Perhaps even more ominously for wind and solar, the order further directs Interior Secretary Doug Burgum to conduct a major, 45-day review to identify any administrative policies under his jurisdiction which provide preferential treatment for wind and solar projects and move to correct them. There is little doubt that the Biden DOI exercised preferential treatment for wind and solar projects both on federal lands and federal waters.

Offshore wind projects in the Northeast Atlantic federal waters seemed especially able in the Biden years to obtain permits and quickly satisfy environmental impact requirements which tend to hold up other energy projects for years. Thus, this part of Trump’s new order could become especially bothersome to those industries.

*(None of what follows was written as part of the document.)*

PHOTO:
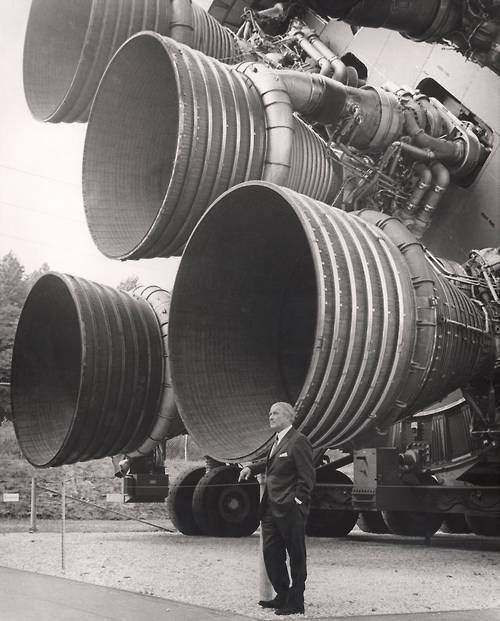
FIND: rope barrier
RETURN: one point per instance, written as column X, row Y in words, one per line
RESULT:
column 93, row 504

The order’s other major provision directs Bessent to “take prompt action” as he “deems appropriate and consistent with applicable law to implement the enhanced Foreign Entity of Concern restrictions” in the OBBBA. That section of the new law restricts access to tax credits for any energy project which obtains parts or equipment from countries – like China, Iran, Russia, and North Korea – whose labor practices and other policies potentially violate human rights.

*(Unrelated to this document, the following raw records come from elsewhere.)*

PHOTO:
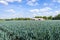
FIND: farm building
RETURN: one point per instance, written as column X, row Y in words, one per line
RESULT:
column 38, row 19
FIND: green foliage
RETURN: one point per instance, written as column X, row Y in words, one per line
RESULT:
column 57, row 17
column 30, row 30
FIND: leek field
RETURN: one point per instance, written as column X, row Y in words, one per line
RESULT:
column 30, row 30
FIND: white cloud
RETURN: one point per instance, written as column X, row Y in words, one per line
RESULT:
column 11, row 10
column 32, row 2
column 56, row 1
column 46, row 9
column 35, row 10
column 43, row 11
column 4, row 2
column 13, row 0
column 45, row 4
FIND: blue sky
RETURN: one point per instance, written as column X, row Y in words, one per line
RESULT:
column 28, row 8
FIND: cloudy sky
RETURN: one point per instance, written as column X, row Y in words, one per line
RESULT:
column 28, row 8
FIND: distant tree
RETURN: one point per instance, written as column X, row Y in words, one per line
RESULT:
column 50, row 17
column 38, row 17
column 45, row 17
column 57, row 17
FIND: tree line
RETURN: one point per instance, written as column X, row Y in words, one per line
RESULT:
column 57, row 17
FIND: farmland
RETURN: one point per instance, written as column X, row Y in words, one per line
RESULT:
column 30, row 30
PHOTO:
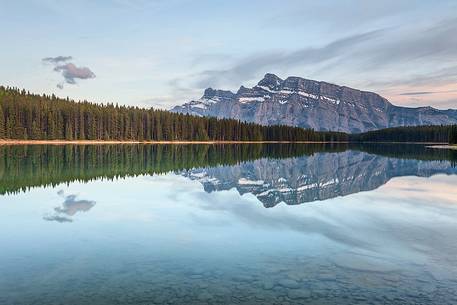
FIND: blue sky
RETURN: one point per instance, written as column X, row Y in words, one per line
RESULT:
column 163, row 53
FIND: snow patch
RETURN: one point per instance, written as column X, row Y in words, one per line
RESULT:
column 244, row 181
column 251, row 99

Given that China exerts major control over production, processing, and supply chains for critical energy minerals and manufactured products essential to wind, solar, and electric vehicles, strict enforcement of this section of the OBBBA could create major problems for those industries.

Wind And Solar Face A Tough Road Ahead

Many energy writers and analyists, myself included, believed in January that changes in the direction of federal energy policies would come in the same kind of slow-moving trickle characterized by the first Trump presidency. Instead, we’ve seen a rapid-fire sea change in direction from the executive branch, supplemented by energy-related language in the OBBBA that is likely to prove to be far more impactful than some critics suggest.

Taken all together, President Trump and congressional Republicans have effectively reordered the energy policy playing field in a way that ends any notion that a true energy transition is happening in the United States. Many will argue about the wisdom and potential impacts to come, but no one can deny the shocking speed with which it has all come about.

For those in the wind and solar industries, the thought that this second Trump presidency is still in its early days, with 42 months still to run, must be daunting indeed.